In the interest of the public, the KE and the upcoming privatisations scheduled in the next few months, the government, for the first time, is addressing these matters with great seriousness and principle, Leghari opined.
The KE CEO said that he thinks any comments or suggestions will undergo a healthy debate. It’s not about being stubborn and insisting that only one approach is correct. “Look, for matters within our control, there must certainly be checks in place. However, for market-driven elements, which are beyond our control, those should also be factored into the tariff structure.

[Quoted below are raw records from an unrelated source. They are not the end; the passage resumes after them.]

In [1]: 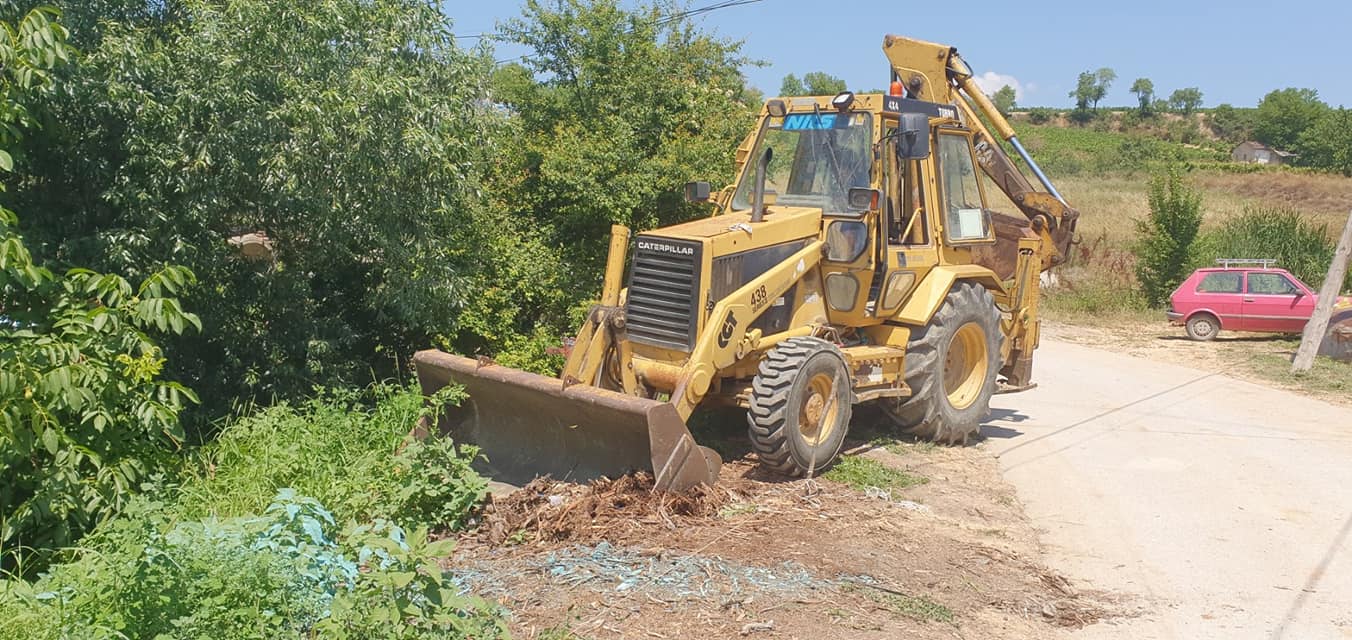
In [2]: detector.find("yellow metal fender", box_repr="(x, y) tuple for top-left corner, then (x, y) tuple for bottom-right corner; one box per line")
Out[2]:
(892, 264), (1005, 326)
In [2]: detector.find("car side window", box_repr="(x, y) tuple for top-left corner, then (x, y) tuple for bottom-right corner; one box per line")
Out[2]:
(1249, 273), (1301, 295)
(1197, 272), (1240, 294)
(1249, 273), (1301, 295)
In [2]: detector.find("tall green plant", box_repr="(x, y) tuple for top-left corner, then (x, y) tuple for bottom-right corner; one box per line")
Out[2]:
(0, 7), (201, 570)
(1134, 168), (1202, 307)
(1202, 206), (1333, 288)
(0, 210), (201, 568)
(11, 0), (504, 422)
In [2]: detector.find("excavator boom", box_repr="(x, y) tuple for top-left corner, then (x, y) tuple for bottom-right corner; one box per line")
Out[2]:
(883, 35), (1080, 271)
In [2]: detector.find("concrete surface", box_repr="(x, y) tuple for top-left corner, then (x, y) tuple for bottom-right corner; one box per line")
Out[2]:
(982, 340), (1352, 640)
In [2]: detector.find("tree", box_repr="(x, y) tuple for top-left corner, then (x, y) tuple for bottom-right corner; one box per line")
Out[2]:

“As far as stakeholders and their returns are concerned, I will not act as a roadblock. If shareholders are willing to accept rupee-based returns, we have no objection. However, we do not support a tariff that results in abnormal profits for shareholders at the expense of consumers. Similarly, if consumers are given an unusually low tariff at the cost of investors, the risk arises that service levels may deteriorate. I am confident that we will establish and agree upon a fair and reasonable solution.”
Leghari clarified that he is not just looking out for the interests of consumers but, as the minister of power, he is also striving to provide a healthy environment for investors in the power sector—one that does not come at the cost of consumers. Unfortunately, the regulatory system in the past has not been satisfactory. The way petitions were handled by the regulator in the past was unacceptable and created an environment that is concerning today.
He emphasised that the ministry should have had the capacity earlier, as it does now, to provide comments on such petitions, challenge them when necessary, or draw the regulator’s attention to critical issues. This would have ensured a win-win situation for both the KE and consumers.
In the past, such issues were not addressed with the IPPs or distribution companies. Historically, some companies—perhaps including the KE—received interest on working capital at rates half a percent or one percent above KIBOR as per their audited accounts. Meanwhile, consumers ended up paying 2 to 2.5 percent more. The regulator should have scrutinised such practices to ensure fairness.
Additionally, the regulator should have ensured that asset depreciation for the KE or any other distribution company was only charged on the invested assets they actually owned, minister said.
“I assure you that this sector will now move forward with seriousness and on a sustainable basis, creating a better investment climate for the private sector. In this process, the interests of consumers will also be safeguarded. The regulator will need to make decisions on these matters with full dedication and efficiency. Without this, we absolutely cannot survive,” the minister said.